I have to admit that I’m more than a little bit disappointed about the whole car thing, too. After all, this is the future right? Did I miss something? Everybody back then knows exactly what cars are going to look like in the future.
Frankly, it’s one of the few things we all seem to agree on. So, where are the bubble tops, folding wings and clean safe efficient nuclear engines, huh?
I’ve been in the future for several minutes now without spotting a single flying car! I thought they’d at least be zipping around on a monorail while the occupants chatted and sipped martinis. Most of them look like rocket ships anyway so what’s with the wheels? Wheels are so mid-20th century. Very disappointing!
And while I’m on the subject, I couldn’t help noticing that three-quarters of the vehicles these days aren’t even cars at all.
Giant jeeps? You must be kidding. When did people start driving massive four-wheel-drive trucks with huge metal brush guards to the grocery store for a loaf of bread? Should I be keeping an eye out for stampeding rhinos?
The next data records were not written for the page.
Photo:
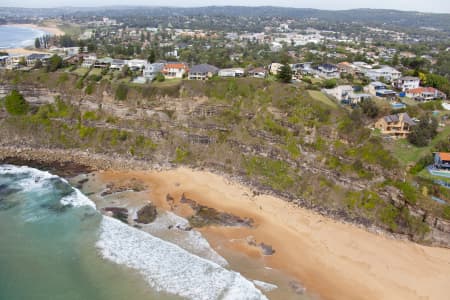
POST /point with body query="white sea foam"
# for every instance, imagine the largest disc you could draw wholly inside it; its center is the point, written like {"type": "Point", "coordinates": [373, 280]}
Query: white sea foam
{"type": "Point", "coordinates": [37, 179]}
{"type": "Point", "coordinates": [265, 286]}
{"type": "Point", "coordinates": [190, 240]}
{"type": "Point", "coordinates": [170, 268]}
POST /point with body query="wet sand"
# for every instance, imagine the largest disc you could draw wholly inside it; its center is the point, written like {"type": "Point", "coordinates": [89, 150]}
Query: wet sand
{"type": "Point", "coordinates": [333, 259]}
Speaking of keeping an eye out, I’ve also noticed plenty of those skinny space aliens with the wires sticking out of their heads, blue-green eyeballs and skin-tight stretchy outfits running all over town. What year did their spaceship touch down anyway? Are government agents trying to chase them down? Is that why they’re always running somewhere?
I’ve noticed they’re not particularly friendly. But they don’t appear to be dangerous either unless you consider their self-absorption level, which probably causes lots of accidents.
Speaking of which, I’m puzzled to note that despite the fact that cars still have turn signals, almost nobody uses them. Are people telepathic in the future? If so, they apparently still have to move their lips when practicing brain-to-brain communication, all the drivers seem to be talking non-stop, even when there’s nobody else in the car.
Although I always expected time travel to be disorienting, I’m pleased to report that not everything here in the future is new, different and confusing.
One quick glance at the headline in the local newspaper (thank goodness you haven’t gotten rid of the newspapers!) convinced me that our politicians have hardly changed at all.
Back in my time, they saw communists under every rock. These days they seem convinced that working together to solve our nation’s financial problems is “unpatriotic.” Still pretty nutty, huh?
Apparently the old saying from my time is still true in yours: “The more things change the more they remain the same.”